Haas team boss Guenther Steiner says Formula One's new regulation changes make the early batch of upgrades crucial for any team wanting a successful 2017 season.
The new cars for the upcoming season are wider with higher levels of downforce, which are expected to dramatically cut lap times. World champions Mercedes are wary of the new rules dramatically shaking up the pecking order, something which occurred with the last major aerodynamic overhaul in 2009 when Brawn GP emerged from the ashes of Honda to win the title.
New rules also lead to the prospect of a ferocious development battle as teams unlock performance, something Steiner thinks will be the defining part of 2017.

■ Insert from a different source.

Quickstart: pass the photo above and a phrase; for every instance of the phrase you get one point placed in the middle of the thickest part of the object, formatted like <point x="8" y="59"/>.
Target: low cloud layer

When asked if the new rules make scoring points a more realistic prospect than last year, when Haas finished sixth on its debut in Australia, Steiner told ESPN: "We will do the same as last year and hope we score points. For the rest of the season, this year we will be bringing more updates. Last year we said from the beginning we will bring very few updates. This year we need to bring more updates because it will be a battle of who can bring the most updates in the shortest amount of time.
"We know we can't compete with the big boys but in our league we will try to do the best we can to have updates available because the gains in the beginning will be much bigger than ever before because it's a completely new car, so you find more gains in the beginning than you find after four or five years developing the car. So this year will be about who can bring the most new parts and good parts to each race."
Haas had limited upgrades in its rookie campaign in Formula One, with one eye turned towards 2017 for much of the year. The American team struggled in the latter part of the season -- notably with its brakes -- and was severely hampered by the fact it had no data for any of the 21 circuits it visited.
Though it is now equipped with relevant information for every track on the calendar and hopes to make a step up the pecking order, Steiner admits the rule changes have muddied the data Haas collected in 2016.
"It will help, absolutely, but we musn't forget that the tyres are completely new so the tyre data for this year I don't think is as relevant as if we were using the same tyres. It's the same for everyone, so I'm not trying to find an excuse for that, but we have no data for the tyres. We'll get that at Barcelona and we need to make our own experience and learning with this year's tyres.
"That's the same for everyone though, we can't say 'we didn't know about it', because nobody does. For sure, having more track data, more understanding of the tracks and circuits should be helpful."